# NLP examples
> Using Python and different NLP techniques to predict disatser tweets

- toc: true 
- badges: true
- comments: true
- categories: [NLP, fastai, zero-shot, scikit learn, bag of words, Python, kaggle]

![](ghtop_images/header2.png)

## [Competition Description](https://www.kaggle.com/competitions/nlp-getting-started)

Twitter has become an important communication channel in times of emergency.
The ubiquitousness of smartphones enables people to announce an emergency they’re observing in real-time. Because of this, more agencies are interested in programatically monitoring Twitter (i.e. disaster relief organizations and news agencies).

But, it’s not always clear whether a person’s words are actually announcing a disaster. 


### Data

You'll need train.csv, test.csv and sample_submission.csv.
What should I expect the data format to be?

Each sample in the train and test set has the following information:

- The text of a tweet
- A keyword from that tweet (although this may be blank!)
- The location the tweet was sent from (may also be blank)

What am I predicting?

You are predicting whether a given tweet is about a real disaster or not.
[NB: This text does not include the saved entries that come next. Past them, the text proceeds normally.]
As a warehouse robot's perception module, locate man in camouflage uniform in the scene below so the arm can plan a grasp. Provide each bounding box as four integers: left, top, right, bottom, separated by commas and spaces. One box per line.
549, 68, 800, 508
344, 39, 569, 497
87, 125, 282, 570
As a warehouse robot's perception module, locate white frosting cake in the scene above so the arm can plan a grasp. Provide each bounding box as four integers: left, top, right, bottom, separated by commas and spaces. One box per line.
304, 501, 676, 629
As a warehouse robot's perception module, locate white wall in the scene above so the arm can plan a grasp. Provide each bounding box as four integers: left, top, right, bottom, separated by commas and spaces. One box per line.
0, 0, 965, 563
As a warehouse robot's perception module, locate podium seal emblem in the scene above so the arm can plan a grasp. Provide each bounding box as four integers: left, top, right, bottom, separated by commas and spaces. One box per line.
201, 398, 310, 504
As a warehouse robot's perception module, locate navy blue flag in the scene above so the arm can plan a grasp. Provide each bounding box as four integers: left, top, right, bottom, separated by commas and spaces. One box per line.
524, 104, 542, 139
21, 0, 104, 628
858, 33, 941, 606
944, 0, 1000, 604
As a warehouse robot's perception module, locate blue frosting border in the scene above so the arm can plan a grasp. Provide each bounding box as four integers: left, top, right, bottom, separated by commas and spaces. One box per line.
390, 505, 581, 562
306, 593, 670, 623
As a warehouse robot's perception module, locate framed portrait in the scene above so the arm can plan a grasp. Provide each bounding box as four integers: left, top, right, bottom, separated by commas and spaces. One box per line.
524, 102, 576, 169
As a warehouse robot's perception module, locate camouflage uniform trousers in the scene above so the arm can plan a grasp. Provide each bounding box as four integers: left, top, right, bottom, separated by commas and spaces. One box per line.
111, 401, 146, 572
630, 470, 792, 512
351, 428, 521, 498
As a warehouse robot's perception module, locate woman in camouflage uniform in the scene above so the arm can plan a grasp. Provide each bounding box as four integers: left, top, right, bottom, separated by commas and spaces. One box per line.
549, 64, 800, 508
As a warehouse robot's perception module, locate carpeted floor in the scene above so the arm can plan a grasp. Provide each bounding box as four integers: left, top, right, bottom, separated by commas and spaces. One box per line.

If so, predict a 1. If not, predict a 0.
Files

- `train.csv` - the training set
- `test.csv` - the test set
- `sample_submission.csv` - a sample submission file in the correct format

Columns

- `id` - a unique identifier for each tweet
- `text` - the text of the tweet
- `location` - the location the tweet was sent from (may be blank)
- `keyword` - a particular keyword from the tweet (may be blank)
- `target` - in train.csv only, this denotes whether a tweet is about a real disaster (1) or not (0)



## Analysis methods used

Code used for the threee methods:
- https://www.kaggle.com/code/thomassimm/nlp-disaster-tweets-one-shot
- https://www.kaggle.com/code/thomassimm/nlp-disaster-scikit
- https://www.kaggle.com/code/thomassimm/nlp-disaster-nn

### [one-shot](https://www.kaggle.com/code/thomassimm/nlp-disaster-tweets-one-shot)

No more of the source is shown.